UN proclaim Sep 28 as the International Day for Universal ATI
Read the full public release by UNESCO here
On 15 October 2019, the 74th UN General Assembly (UNGA) proclaimed 28 September as the International Day for Universal Access to Information.
The resolution was adopted by consensus following a presentation by the Permanent Representative of the Republic of Liberia to the United Nations, Ambassador Dee-Maxwell Saah Kemayah, who led the proposal and negotiations for the resolution.
The resolution was put forward by six UN Member States as main co-sponsors, alongside Liberia were: Argentina, Canada, Costa Rica, Sierra Leone and Ukraine. Another 23 countries joined in co-sponsoring the resolution upon its adoption.
The International Day for Universal Access to Information was initially adopted by UNESCO’s General Conference in 2015. Following the 38 C/Resolution 57, UNESCO marked 28 September as the “International Day for Universal Access to Information” (IDUAI), to raise awareness of the right to seek and receive information an integral part of the right to freedom of expression, and as key to sustainable development.
Since 2016, UNESCO has celebrated the Day and highlighted how the right to access information is an enabler of all Sustainable Development Goals within the 2030 Agenda.
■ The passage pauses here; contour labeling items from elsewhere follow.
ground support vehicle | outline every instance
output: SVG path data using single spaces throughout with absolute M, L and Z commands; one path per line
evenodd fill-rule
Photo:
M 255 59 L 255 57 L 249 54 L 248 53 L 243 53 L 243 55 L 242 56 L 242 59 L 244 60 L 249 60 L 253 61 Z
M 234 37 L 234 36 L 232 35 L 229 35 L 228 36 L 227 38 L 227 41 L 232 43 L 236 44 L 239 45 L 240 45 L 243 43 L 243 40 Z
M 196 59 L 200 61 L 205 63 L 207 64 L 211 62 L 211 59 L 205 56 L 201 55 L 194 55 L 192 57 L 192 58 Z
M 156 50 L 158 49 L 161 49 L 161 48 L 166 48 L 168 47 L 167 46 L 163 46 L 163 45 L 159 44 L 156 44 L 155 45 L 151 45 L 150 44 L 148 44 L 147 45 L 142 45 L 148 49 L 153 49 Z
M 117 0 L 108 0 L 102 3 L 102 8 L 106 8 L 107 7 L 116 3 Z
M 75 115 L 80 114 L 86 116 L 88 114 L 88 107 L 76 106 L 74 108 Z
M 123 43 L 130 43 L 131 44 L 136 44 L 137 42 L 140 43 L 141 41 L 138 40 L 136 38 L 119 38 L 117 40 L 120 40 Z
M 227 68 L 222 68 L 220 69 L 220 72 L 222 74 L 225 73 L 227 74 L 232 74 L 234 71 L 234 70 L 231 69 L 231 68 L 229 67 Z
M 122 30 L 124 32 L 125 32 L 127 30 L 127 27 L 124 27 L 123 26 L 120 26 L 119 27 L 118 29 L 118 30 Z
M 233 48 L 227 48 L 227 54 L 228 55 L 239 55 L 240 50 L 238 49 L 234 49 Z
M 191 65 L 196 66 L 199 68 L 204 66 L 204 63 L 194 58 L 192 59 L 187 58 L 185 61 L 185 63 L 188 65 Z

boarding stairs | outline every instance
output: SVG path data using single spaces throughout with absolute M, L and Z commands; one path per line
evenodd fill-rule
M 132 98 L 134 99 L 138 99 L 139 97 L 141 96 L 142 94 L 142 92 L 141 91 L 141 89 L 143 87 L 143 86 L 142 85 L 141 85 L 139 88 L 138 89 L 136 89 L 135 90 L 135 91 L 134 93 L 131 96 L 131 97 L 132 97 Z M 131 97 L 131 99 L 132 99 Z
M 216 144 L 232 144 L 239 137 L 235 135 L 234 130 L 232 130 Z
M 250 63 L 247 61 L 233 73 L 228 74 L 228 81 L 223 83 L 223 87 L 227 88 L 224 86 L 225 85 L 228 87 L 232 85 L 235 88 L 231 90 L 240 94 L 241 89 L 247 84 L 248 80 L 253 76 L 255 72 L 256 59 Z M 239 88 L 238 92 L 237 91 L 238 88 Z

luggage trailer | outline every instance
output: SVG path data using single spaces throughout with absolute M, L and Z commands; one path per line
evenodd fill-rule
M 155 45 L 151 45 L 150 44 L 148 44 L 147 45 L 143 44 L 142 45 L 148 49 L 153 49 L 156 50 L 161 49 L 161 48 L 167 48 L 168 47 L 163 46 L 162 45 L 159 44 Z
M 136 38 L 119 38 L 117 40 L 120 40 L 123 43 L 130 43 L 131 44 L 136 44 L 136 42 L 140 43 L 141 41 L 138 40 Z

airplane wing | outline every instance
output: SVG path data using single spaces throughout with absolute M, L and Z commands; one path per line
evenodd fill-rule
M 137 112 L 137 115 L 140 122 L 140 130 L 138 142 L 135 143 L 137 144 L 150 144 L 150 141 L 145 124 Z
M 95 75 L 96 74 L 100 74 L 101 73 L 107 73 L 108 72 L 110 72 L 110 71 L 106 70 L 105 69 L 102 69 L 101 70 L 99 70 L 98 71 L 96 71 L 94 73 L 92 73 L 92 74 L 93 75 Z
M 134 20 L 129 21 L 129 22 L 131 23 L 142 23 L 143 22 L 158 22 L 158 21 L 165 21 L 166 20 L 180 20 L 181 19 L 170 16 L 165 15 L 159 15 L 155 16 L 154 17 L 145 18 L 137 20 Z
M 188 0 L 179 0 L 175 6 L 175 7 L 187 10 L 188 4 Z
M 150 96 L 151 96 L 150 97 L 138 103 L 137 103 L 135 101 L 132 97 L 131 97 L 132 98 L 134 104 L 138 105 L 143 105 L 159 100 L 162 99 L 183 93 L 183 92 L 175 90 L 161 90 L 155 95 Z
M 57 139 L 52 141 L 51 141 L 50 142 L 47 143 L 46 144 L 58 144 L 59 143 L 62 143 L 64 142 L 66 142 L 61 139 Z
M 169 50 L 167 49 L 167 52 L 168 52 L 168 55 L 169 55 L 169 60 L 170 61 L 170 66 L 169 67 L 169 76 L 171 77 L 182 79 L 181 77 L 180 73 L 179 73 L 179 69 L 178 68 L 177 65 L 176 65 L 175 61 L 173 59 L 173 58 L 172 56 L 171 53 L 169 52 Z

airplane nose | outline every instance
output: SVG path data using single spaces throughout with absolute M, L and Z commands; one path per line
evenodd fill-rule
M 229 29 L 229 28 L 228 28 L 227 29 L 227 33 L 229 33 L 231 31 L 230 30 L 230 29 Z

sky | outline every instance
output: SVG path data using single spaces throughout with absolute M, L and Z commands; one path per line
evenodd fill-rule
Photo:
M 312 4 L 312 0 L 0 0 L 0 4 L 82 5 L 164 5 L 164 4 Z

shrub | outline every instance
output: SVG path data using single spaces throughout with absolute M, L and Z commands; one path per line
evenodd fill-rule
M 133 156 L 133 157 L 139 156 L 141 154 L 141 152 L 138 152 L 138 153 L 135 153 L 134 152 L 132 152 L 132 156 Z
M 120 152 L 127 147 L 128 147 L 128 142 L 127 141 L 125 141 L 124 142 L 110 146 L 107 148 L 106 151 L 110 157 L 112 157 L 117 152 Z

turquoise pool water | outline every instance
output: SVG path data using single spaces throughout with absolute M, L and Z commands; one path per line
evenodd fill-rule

In 2019, UNESCO organized a series of ‘Open Talks’ around 20 countries to showcase access to information as a driver for sustainable development.
“Public access to information can enhance the protection of human rights, bring about better governance, including by fighting corruption, and drive sustainable development,” underscored Moez Chakchouk, Assistant-Director General for Communication and Information for UNESCO, during the opening of the international Open Talks global commemoration event held in Lima, Peru on 27 September 2019.
The 2019 UDUAI events were also the occasion to launch a special “in-focus” edition of UNESCO’s World Trends in Freedom of Expression and Media Development, titled “ Access to Information: a new promise for sustainable development “.
The process to establish an international day for access to information began at the 2011 Pan African Conference on Access to Information. The event was organized with support of UNESCO in order to mark the 20th anniversary of the Windhoek Declaration, which in turn had led the UNGA to declare every 3 May as World Press Freedom Day.
A significant step has been taken to make a reality of “public access to information and fundamental freedoms,” one of the specified targets in the Sustainable Development Goals.
Twaweza has been working to ensure that it creates open societies, where citizens can freely access and share information and ideas, and choose their leaders and hold them accountable, which creates a sense of belonging and gives people a stake in public affairs.
We believe that access to information helps citizens to monitor what’s going on, make comparisons and act, they gain a sense of purpose and control; a sense not only that things happen to us, but that we can make things happen.